Ghosts In The Machine – What Really Happened When The Lights Went Out At Amazon Web Services

As we all know by now, Amazon Web Services (AWS) had an outage on Friday. It would not have been much of a big deal except that it was AWS. And the fact that the outage took down big consumer properties like Netflix and Instagram.

AWS is usually quite silent about what it does but to its credit they have posted a lengthy explanation about what happened in North Carolina when the massive storms hit the East Coast and took out one of its data centers.

In scope, AWS said its generators failed in one of its data centers. That led to the downtime for Netflix and others. About 7% of the instances were affected in the”U S-East-1 region.”

But there’s more to this story.

And it’s what I find fascinating about what happened. Bad information caused a cascading effect that magnified the failure. And it all happened in the machines.

A bug AWS had never seen before in its elastic load balancers caused a flood of requests which created a backlog. At the same time, customers launched EC2 instances to replace what they had lost when the power went out caused by the storm. That in turn triggered instances to be added to existing load balancers in other zones that were not affected. The load, though, began to pile up in what equates to a traffic jam with only one lane available out of the mess. Requests took increasingly long to complete, which led to the issues with Netflix and the rest.

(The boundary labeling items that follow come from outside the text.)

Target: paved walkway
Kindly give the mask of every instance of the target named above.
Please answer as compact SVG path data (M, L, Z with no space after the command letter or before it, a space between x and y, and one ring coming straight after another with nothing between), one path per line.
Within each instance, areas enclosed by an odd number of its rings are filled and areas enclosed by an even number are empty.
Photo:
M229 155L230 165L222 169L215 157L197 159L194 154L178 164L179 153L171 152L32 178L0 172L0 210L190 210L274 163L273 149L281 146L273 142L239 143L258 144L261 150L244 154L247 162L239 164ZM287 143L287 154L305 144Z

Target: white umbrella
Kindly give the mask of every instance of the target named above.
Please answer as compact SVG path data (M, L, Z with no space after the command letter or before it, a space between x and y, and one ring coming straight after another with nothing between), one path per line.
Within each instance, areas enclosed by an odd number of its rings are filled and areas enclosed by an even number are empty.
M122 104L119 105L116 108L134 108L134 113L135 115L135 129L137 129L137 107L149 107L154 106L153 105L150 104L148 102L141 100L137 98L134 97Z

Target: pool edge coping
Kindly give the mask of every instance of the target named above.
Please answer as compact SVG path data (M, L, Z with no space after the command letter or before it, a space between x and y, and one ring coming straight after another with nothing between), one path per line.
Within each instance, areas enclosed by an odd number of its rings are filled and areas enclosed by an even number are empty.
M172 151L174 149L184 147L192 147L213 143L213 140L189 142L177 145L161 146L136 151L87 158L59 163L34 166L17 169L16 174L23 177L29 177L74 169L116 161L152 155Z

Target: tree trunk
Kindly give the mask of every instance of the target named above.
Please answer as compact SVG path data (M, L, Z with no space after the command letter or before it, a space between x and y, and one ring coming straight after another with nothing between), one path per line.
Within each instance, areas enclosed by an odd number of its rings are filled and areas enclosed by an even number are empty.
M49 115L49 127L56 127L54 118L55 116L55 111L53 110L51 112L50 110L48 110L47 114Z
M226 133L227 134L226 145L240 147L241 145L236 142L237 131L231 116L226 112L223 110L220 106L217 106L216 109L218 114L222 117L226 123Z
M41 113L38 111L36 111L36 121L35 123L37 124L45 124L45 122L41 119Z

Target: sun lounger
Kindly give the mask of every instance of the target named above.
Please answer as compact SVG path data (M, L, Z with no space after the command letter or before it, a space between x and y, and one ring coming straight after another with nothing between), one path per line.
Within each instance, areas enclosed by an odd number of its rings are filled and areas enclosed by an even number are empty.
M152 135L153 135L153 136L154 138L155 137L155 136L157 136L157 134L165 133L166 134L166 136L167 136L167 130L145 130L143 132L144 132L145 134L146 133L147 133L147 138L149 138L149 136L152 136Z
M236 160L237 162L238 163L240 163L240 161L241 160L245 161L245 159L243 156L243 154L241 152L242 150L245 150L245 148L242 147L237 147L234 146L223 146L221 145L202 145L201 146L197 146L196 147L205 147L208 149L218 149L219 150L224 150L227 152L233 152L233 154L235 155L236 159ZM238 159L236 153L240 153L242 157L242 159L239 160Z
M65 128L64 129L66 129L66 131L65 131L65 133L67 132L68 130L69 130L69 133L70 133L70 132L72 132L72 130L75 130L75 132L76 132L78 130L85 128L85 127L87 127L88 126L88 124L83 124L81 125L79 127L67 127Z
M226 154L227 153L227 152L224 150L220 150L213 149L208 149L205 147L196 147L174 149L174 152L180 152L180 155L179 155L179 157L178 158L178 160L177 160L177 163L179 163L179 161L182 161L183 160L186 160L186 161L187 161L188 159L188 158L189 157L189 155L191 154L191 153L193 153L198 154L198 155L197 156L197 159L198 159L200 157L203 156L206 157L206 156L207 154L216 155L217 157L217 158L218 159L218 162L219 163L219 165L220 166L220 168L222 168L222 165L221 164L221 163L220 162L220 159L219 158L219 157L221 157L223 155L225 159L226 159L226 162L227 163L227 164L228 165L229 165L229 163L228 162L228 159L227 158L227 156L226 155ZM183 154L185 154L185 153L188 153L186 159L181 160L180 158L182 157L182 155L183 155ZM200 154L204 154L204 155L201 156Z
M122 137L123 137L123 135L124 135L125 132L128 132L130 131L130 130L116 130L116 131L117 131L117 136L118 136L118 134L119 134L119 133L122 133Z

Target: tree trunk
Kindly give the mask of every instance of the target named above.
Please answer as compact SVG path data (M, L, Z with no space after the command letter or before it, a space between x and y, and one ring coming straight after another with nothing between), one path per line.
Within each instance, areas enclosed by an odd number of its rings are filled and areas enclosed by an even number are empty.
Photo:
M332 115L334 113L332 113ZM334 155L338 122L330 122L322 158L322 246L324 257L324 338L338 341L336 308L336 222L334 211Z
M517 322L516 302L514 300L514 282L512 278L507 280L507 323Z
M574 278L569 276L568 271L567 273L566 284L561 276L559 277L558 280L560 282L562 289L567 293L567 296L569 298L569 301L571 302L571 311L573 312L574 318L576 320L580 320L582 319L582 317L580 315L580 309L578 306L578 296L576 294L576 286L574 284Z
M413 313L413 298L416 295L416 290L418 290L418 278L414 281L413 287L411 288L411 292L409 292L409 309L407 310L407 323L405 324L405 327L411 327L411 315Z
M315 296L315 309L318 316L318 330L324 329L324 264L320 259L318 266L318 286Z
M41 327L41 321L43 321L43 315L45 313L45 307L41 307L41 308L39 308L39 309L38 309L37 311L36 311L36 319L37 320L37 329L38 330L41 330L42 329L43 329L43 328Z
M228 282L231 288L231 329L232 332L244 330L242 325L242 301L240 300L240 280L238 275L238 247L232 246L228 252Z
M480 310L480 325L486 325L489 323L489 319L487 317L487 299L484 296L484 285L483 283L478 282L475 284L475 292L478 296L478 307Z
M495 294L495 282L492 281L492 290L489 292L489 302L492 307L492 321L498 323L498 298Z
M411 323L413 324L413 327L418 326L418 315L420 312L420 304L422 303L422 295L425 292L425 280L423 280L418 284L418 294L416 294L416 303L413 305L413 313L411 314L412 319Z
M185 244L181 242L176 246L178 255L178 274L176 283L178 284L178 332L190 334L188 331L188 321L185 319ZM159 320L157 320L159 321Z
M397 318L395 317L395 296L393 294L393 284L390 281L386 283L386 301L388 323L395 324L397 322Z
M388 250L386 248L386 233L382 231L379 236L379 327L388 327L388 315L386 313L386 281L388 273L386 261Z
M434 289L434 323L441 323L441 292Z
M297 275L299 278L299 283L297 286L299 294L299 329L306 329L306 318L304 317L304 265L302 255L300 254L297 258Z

This is in part what separates AWS from other service providers. The AWS network is really a giant computer. It’s a living, breathing thing that relies on machine-to-machine communication. It’s the AWS secret sauce. Without it, Netflix could not economically offer its on-demand service. Instagram would have to rely on a traditional hosting environment, which can’t come close to what can be done with AWS.

It’s the constant tuning which makes AWS special. It’s those highly efficient machines that make it possible for AWS to keep its prices so low.

I think this is what the market does not often understand. Sure, AWS goes down. And they are taking steps to do that as explained in their summary. It’s like tuning a machine. They are learning and iterating so the giant computer it created performs better the next time. The machine will have trouble communicating sometimes, but there are programmatic ways to fix it, which AWS does pretty well.

Customers need to take this into account.  Since AWS is a giant computer, it provides you with control over your own application on the infrastructure itself. It has flexibility. It has ways to make the app available no matter if a certain data center goes down. You just need to understand that and design your applications accordingly.